I really like the fact my own CEO has a good pay package. Because his good pay package has translated into good pay packages for everyone at the company; the rising tide lifting all ships theory working in practice. In addition, where my company is today is largely because of the CEO. He didn't start the company, but he turned it from an also-ran into a cash generating machine. And he should be recognized what he did for both shareholders and employees.
But my situation is something of an anomaly since my company has only a couple hundred people, nearly all whom have college degrees, and a huge percentage with PhDs (including the CEO himself). For attracting and retaining this kind of talent the same sort of package that motivates the CEO has to motivate everyone else.

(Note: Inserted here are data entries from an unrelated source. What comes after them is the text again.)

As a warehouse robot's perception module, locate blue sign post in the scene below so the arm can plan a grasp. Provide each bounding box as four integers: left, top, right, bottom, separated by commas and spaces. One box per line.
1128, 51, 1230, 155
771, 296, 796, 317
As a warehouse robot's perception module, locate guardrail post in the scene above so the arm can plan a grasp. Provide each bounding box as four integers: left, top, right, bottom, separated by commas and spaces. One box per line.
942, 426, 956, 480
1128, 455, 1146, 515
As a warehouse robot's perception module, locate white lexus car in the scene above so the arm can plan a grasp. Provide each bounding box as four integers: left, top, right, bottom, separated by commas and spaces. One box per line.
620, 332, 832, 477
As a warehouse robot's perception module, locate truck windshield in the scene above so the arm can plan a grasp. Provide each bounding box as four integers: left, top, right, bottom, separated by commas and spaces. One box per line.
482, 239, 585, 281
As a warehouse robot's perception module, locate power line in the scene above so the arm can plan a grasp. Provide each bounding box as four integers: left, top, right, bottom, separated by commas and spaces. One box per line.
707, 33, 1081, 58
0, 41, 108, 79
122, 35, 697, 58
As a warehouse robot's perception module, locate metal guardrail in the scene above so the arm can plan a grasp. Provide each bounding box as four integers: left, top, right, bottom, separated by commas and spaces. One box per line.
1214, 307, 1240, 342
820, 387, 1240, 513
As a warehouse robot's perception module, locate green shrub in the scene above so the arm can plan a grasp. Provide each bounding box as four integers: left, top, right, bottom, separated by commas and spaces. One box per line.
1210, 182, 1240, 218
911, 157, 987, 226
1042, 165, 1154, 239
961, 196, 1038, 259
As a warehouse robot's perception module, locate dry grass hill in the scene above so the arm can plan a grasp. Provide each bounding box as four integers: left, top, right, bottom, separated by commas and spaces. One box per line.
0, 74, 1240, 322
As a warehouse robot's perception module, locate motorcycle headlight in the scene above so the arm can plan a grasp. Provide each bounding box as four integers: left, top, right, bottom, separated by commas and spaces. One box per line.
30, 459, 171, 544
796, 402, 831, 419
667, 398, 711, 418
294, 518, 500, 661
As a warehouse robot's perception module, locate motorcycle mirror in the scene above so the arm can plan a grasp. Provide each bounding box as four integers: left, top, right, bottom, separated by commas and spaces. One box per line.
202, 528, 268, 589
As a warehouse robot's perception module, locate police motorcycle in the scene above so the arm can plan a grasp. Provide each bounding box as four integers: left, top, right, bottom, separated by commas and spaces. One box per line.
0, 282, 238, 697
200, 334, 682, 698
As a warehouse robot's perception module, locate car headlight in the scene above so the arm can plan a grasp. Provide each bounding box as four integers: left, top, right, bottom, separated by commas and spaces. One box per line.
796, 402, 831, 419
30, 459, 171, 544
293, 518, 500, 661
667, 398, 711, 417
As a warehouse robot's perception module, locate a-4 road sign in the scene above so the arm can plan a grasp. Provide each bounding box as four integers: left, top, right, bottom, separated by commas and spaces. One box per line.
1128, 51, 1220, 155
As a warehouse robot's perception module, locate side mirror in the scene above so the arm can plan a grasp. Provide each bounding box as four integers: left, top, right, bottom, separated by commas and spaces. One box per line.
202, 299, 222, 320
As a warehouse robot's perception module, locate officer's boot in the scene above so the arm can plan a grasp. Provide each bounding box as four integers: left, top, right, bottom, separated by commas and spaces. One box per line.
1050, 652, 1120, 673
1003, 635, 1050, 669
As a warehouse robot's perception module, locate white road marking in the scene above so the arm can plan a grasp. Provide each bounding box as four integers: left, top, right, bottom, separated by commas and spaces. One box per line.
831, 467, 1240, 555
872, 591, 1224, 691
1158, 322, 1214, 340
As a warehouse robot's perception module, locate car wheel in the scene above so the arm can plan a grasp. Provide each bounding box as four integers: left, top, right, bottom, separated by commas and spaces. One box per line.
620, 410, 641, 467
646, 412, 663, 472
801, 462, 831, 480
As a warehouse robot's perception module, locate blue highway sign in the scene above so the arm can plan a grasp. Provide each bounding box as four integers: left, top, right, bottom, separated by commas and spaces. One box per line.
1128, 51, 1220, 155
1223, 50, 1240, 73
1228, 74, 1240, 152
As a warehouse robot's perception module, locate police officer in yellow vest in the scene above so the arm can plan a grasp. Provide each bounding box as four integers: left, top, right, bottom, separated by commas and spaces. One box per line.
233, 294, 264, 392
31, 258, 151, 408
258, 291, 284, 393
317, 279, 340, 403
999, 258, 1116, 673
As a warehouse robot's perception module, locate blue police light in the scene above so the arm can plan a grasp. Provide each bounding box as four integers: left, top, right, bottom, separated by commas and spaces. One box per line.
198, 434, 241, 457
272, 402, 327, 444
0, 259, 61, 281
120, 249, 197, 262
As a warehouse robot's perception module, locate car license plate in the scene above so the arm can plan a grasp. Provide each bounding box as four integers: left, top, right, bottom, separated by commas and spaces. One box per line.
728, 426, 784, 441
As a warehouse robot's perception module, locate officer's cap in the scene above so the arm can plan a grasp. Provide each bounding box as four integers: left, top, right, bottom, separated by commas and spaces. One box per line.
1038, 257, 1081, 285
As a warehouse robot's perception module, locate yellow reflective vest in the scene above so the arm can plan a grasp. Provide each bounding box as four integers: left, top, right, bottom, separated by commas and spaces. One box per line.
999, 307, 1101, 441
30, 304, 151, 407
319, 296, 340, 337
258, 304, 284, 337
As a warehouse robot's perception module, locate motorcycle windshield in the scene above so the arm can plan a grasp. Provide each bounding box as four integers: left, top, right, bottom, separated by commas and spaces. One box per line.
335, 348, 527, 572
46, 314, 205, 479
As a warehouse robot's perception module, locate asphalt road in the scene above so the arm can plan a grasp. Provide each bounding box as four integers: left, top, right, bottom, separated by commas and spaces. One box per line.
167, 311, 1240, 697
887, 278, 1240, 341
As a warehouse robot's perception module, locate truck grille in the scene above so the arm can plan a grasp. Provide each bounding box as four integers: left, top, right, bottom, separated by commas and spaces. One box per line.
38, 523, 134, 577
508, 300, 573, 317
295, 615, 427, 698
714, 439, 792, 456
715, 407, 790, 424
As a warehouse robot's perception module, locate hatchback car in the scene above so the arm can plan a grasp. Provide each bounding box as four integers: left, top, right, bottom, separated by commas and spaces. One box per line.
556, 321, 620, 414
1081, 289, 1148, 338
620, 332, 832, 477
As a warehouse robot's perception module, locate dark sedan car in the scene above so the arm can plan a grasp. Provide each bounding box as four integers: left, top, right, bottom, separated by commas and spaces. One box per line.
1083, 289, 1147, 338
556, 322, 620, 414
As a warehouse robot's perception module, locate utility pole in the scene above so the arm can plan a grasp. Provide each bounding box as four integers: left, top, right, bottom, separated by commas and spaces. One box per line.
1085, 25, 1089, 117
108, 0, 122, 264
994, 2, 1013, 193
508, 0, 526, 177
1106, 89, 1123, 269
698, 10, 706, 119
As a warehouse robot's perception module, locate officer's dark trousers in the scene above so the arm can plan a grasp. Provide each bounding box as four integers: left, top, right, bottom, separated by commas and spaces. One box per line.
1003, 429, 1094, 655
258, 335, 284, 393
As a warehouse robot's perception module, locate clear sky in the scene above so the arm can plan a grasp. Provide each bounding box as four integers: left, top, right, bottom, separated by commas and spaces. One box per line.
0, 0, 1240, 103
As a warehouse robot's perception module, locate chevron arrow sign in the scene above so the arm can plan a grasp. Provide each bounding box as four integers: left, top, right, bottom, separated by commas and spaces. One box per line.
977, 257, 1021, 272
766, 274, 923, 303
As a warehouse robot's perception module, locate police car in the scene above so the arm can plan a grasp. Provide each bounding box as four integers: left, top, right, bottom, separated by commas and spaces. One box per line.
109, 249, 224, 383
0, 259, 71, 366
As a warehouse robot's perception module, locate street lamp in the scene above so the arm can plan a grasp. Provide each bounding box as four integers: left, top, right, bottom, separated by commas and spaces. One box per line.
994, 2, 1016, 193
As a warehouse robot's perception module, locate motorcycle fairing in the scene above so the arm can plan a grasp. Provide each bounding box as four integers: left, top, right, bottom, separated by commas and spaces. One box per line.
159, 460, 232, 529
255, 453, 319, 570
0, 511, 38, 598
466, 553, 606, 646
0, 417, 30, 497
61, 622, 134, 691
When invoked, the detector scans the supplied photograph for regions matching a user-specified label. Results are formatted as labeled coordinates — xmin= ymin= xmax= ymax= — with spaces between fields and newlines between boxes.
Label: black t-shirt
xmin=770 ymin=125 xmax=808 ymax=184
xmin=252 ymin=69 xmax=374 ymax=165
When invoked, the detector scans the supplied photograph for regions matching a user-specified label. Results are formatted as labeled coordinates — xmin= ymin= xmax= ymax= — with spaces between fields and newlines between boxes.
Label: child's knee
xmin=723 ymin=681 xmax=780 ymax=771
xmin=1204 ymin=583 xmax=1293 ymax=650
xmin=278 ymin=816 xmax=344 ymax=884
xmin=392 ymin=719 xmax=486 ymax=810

The same can't be said of the recently departed CEO of Home Depot. In a company where tens of thousands work for an hourly wage, he was taking home pay packages totaling in the hundreds of millions of dollars ("$123.7 million in compensation excluding certain stock option grants"). That might be okay for someone who started what became a large company like Jobs or Gates and created thousands of new jobs and generated billions of dollars of new wealth. But we're talking about a professional manager recruited from GE in 2000 when the stock was about 40 and who saw it go up no more than 10 points during his tenure. In fact, from 2002 to today the stock has been below or equal to where it was when he started (source: the new toy-size WSJ). And for that he was granted a guaranteed $3 million dollar annual cash bonus?
To add insult to injury, his exit package is ridiculous: $210 million dollars. That is ten times Carly's exit package, which I thought was insane when it was announced.
It's people like this who give capitalism and business a bad name, and the reason it angers me so much. They become poster children for anti-business crusades and bad legislation that does nothing to reign in excesses.